Bemerkenswert daran: Die chemische Synthese der DICB-Goldketten im molekularen Massstab war nicht von Zufällen abhängig, sondern lief immer gleich ab – und dies erst noch bei Raumtemperatur. Die Forscher öffneten und schlossen die Goldkontakt-Brücke mehrfach, um das Verfahren besser zu verstehen. Und in 99 Prozent aller Fälle bildete sich die immer gleichen Molekülketten aus Gold und DICB. Dabei konnten die Forscher an der elektrischen Leitfähigkeit zwischen den Goldkontakten genau ablesen, wie lang die Kette geworden war. Bis zu drei Kettenglieder waren dabei messbar.Falls vier oder mehr Kettenglieder entstehen, ist die Leitfähigkeit zu gering, und das Molekül bleibt im Rahmen dieses Versuchs unsichtbar.

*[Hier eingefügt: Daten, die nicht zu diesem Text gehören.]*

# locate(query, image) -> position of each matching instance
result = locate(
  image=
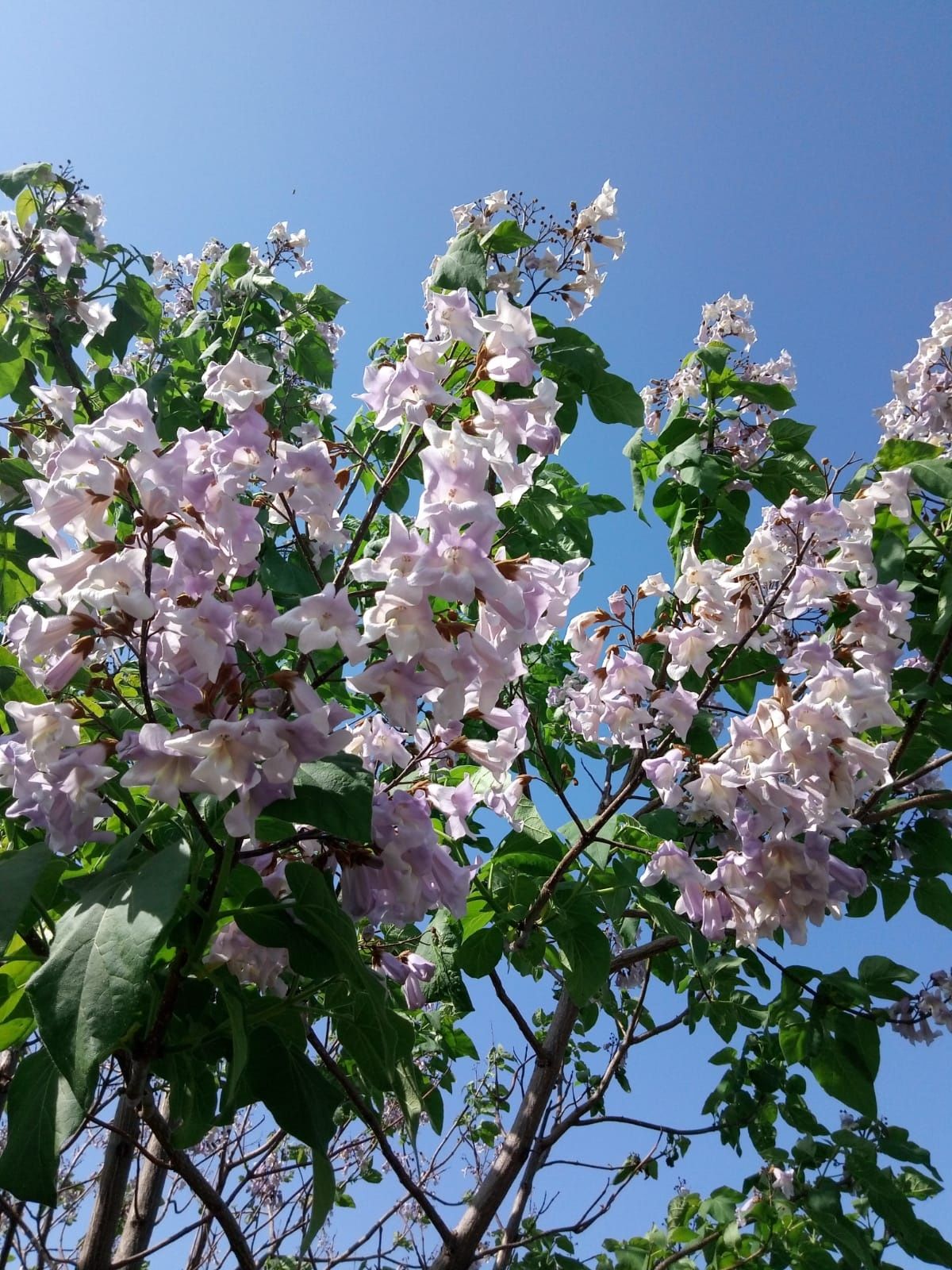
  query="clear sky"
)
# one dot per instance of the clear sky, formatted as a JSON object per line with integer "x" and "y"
{"x": 799, "y": 152}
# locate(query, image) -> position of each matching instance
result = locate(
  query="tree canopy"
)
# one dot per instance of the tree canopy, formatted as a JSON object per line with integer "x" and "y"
{"x": 347, "y": 860}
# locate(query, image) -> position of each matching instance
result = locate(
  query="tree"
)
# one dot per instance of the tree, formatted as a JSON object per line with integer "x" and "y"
{"x": 292, "y": 711}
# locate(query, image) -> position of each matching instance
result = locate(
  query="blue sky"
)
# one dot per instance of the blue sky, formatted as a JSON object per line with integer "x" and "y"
{"x": 797, "y": 152}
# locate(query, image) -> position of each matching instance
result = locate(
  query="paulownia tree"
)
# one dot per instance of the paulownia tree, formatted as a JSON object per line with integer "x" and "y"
{"x": 292, "y": 713}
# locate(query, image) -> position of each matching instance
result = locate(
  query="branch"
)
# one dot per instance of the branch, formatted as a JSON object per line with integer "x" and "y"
{"x": 144, "y": 1206}
{"x": 687, "y": 1250}
{"x": 202, "y": 1189}
{"x": 111, "y": 1191}
{"x": 370, "y": 1118}
{"x": 935, "y": 799}
{"x": 14, "y": 1216}
{"x": 505, "y": 1000}
{"x": 923, "y": 705}
{"x": 459, "y": 1251}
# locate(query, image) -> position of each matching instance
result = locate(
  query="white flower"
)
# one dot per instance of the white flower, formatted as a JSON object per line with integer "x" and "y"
{"x": 60, "y": 249}
{"x": 95, "y": 317}
{"x": 238, "y": 385}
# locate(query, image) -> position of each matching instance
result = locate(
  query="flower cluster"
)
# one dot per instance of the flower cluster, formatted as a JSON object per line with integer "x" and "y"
{"x": 914, "y": 1018}
{"x": 152, "y": 582}
{"x": 558, "y": 260}
{"x": 922, "y": 406}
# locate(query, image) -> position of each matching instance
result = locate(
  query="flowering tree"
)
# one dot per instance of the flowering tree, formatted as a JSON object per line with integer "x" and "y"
{"x": 289, "y": 709}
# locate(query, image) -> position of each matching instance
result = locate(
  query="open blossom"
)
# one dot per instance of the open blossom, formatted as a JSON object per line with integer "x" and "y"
{"x": 239, "y": 384}
{"x": 61, "y": 251}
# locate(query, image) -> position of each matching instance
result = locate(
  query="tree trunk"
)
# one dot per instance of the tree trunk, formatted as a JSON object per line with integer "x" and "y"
{"x": 146, "y": 1200}
{"x": 111, "y": 1193}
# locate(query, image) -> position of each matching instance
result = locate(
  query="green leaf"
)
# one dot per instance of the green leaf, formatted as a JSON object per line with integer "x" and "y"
{"x": 12, "y": 368}
{"x": 323, "y": 1191}
{"x": 463, "y": 266}
{"x": 17, "y": 583}
{"x": 370, "y": 1032}
{"x": 615, "y": 400}
{"x": 137, "y": 302}
{"x": 935, "y": 476}
{"x": 914, "y": 1236}
{"x": 777, "y": 397}
{"x": 789, "y": 435}
{"x": 239, "y": 1048}
{"x": 19, "y": 874}
{"x": 334, "y": 795}
{"x": 507, "y": 237}
{"x": 311, "y": 359}
{"x": 16, "y": 179}
{"x": 441, "y": 945}
{"x": 848, "y": 1060}
{"x": 92, "y": 992}
{"x": 587, "y": 956}
{"x": 899, "y": 452}
{"x": 300, "y": 1098}
{"x": 42, "y": 1115}
{"x": 933, "y": 899}
{"x": 880, "y": 976}
{"x": 482, "y": 952}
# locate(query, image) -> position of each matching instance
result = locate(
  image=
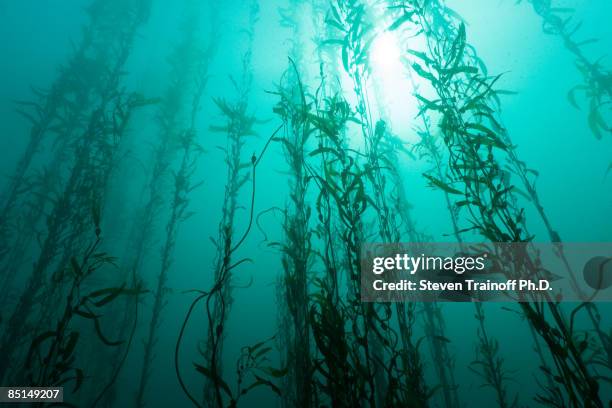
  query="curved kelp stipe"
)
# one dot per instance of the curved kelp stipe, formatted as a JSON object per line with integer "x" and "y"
{"x": 218, "y": 382}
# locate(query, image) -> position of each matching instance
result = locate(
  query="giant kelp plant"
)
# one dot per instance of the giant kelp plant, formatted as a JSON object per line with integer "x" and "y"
{"x": 203, "y": 178}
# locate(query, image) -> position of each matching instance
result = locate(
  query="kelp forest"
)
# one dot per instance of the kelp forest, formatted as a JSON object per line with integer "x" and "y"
{"x": 187, "y": 188}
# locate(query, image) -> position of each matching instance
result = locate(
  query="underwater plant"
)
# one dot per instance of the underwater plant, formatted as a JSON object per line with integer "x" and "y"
{"x": 178, "y": 136}
{"x": 58, "y": 118}
{"x": 597, "y": 85}
{"x": 52, "y": 357}
{"x": 237, "y": 127}
{"x": 296, "y": 247}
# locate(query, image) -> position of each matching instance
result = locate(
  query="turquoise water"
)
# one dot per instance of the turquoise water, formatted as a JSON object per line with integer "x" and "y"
{"x": 157, "y": 60}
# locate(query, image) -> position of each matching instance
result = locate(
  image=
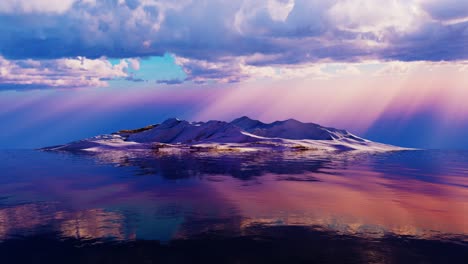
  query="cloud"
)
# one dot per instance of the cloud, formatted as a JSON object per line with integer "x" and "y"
{"x": 36, "y": 6}
{"x": 218, "y": 40}
{"x": 59, "y": 73}
{"x": 446, "y": 10}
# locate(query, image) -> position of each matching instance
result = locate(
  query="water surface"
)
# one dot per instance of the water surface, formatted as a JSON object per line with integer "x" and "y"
{"x": 399, "y": 207}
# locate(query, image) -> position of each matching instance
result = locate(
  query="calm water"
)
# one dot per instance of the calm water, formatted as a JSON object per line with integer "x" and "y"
{"x": 403, "y": 207}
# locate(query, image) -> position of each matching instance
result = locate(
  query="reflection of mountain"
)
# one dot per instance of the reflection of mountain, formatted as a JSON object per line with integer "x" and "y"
{"x": 239, "y": 165}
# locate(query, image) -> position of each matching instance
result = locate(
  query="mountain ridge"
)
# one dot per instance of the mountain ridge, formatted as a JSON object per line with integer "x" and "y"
{"x": 241, "y": 134}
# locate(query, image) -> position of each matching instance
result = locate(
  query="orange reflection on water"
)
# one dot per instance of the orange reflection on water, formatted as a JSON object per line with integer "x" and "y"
{"x": 356, "y": 202}
{"x": 88, "y": 224}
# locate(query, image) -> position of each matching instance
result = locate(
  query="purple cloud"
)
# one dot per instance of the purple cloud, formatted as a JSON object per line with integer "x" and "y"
{"x": 215, "y": 39}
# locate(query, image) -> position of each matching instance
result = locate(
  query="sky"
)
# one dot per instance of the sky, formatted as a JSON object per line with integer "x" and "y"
{"x": 393, "y": 71}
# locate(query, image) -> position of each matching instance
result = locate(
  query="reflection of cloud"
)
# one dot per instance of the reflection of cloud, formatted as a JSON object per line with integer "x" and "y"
{"x": 92, "y": 224}
{"x": 357, "y": 203}
{"x": 87, "y": 224}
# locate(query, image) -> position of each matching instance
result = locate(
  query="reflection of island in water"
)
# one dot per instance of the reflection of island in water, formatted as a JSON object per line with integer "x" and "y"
{"x": 412, "y": 196}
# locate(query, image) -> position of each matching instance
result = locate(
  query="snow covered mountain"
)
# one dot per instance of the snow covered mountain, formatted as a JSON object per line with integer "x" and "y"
{"x": 242, "y": 134}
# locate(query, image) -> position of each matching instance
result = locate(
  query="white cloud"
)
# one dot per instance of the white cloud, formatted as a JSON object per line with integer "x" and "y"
{"x": 76, "y": 72}
{"x": 36, "y": 6}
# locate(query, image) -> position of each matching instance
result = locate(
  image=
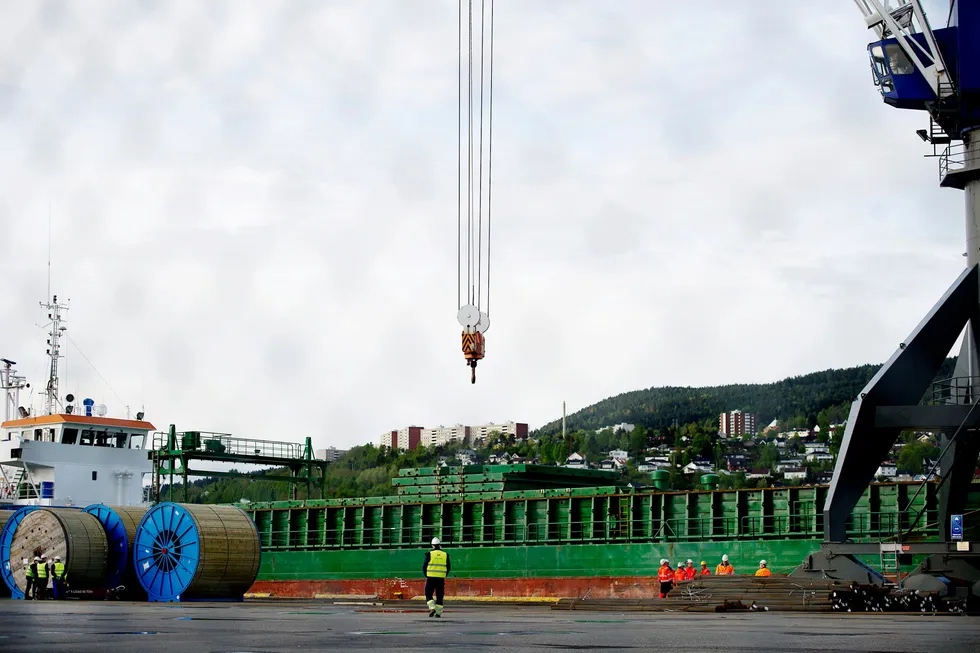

Grundlage für chemische und physikalische Analysen

Die nun gefundene Methode erlaubt es, elektrisch leitfähige Molekülketten als Einzelstücke herzustellen und mit vielerlei Methoden genau zu charakterisieren. Dies eröffnet völlig neue Möglichkeiten, die elektrischen Eigenschaften von Molekülketten direkt vor der Messung («in situ») zu verändern und mit atomarer Präzision auf einen gewünschten Wert einzustellen – ein wichtiger Schritt auf dem Weg zur Miniaturisierung elektronischer Bauteile. Zugleich erlaubt die neue Methode einen tiefen Einblick in Transportprozesse auf atomarer Ebene. «Um neue Eigenschaften in Molekülverbänden zu entdecken, müssen wir zunächst in der Lage sein, molekulare Strukturen gezielt zu bauen», sagt Michel Calame. «Das haben wir nun geschafft».